Hello readers. Today I’m bringing you a guest post from an anonymous Rust developer. He’s no stranger to Data Engineering Central.
This is someone I know personally, have been on car rides with, camped in the woods with, sat around a fire with. They are one of the smartest and most wonderful programmers I have ever met.
Enjoy.
If you're new to window functions, you might be tempted to Google the term to see what pops up. When I do so, and see the relevant Wikipedia article, I get the following definition:
In signal processing and statistics, a window function (also known as an apodization function or tapering function) is a mathematical function that is zero-valued outside of some chosen interval.
Whoops, wrong page. They have a different one for the SQL variant (which is why we're here)... and yet, maybe we can take something away from this definition. Let's look again at that statement:
... function that is zero-valued outside of some chosen interval
And therein lies the gist of it: a window function is aggregating; and, in SQL statements, this can be done on the row level, so maybe by adding one and one you can guess that this is a tool for row-level aggregation.
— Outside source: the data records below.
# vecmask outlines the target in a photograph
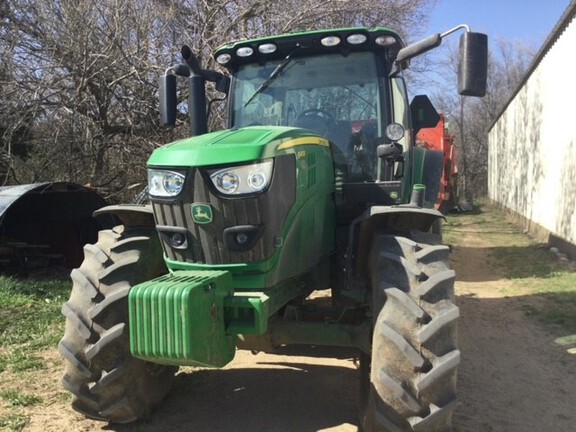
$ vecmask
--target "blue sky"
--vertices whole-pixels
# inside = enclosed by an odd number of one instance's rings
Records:
[[[539,49],[570,0],[437,0],[427,33],[442,33],[458,24]]]
[[[488,46],[494,48],[494,55],[498,55],[499,39],[518,43],[536,53],[569,5],[570,0],[436,0],[428,27],[423,29],[420,38],[468,24],[472,31],[488,34]],[[461,34],[460,31],[446,38],[442,47],[458,46]],[[442,47],[430,51],[428,59],[434,62],[445,58]],[[435,68],[422,78],[412,83],[411,95],[424,93],[432,96],[431,89],[446,80],[445,71]],[[453,84],[455,91],[455,82]]]

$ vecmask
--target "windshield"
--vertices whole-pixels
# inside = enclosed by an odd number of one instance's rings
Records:
[[[347,159],[359,149],[375,155],[383,116],[373,53],[247,64],[234,78],[231,126],[311,129],[335,144]],[[375,165],[370,165],[366,169],[374,178]]]

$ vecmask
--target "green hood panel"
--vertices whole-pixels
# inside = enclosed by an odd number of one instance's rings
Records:
[[[305,129],[250,126],[212,132],[167,144],[155,150],[149,166],[208,166],[266,159],[277,154],[287,140],[314,137]]]

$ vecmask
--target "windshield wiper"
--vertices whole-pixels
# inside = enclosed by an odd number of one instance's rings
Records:
[[[274,68],[272,73],[268,76],[268,78],[266,78],[266,80],[264,80],[264,82],[262,84],[260,84],[260,86],[254,91],[252,96],[250,96],[250,99],[248,99],[248,101],[244,104],[244,106],[242,108],[246,108],[246,106],[248,104],[250,104],[250,102],[252,102],[256,96],[258,96],[260,93],[262,93],[268,87],[270,87],[270,84],[272,84],[272,82],[276,78],[278,78],[278,76],[284,71],[284,69],[286,69],[286,66],[288,66],[290,64],[290,62],[292,61],[292,55],[296,52],[296,50],[298,48],[300,48],[300,47],[297,46],[294,51],[292,51],[290,54],[288,54],[286,56],[286,58],[284,60],[282,60],[282,62],[278,66],[276,66]]]

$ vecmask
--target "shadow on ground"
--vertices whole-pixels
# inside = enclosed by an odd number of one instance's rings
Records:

Is that the whole story, though? Stick around to learn more about one of my favorite tools for building meaningful queries.
The naive approach
First, to know what a window function is, we should look at the kinds of problems they solve. For this, I'll be turning to the trusty Northwind database, and in particular, I'm interested in the orders table.
To start, a lay of the land:
SELECT
min(order_date), max(order_date), count(*), count(distinct customer_id) as distinct_customers
FROM orders;
Over a roughly two-year period, we can see 830 orders placed by 89 customers - surely, at least one of those customers has placed repeat orders. We might want to see on a per-customer basis how they rank in terms of order frequency, and this could be done in a number of different ways; for now, we'll use temp tables to collate our information.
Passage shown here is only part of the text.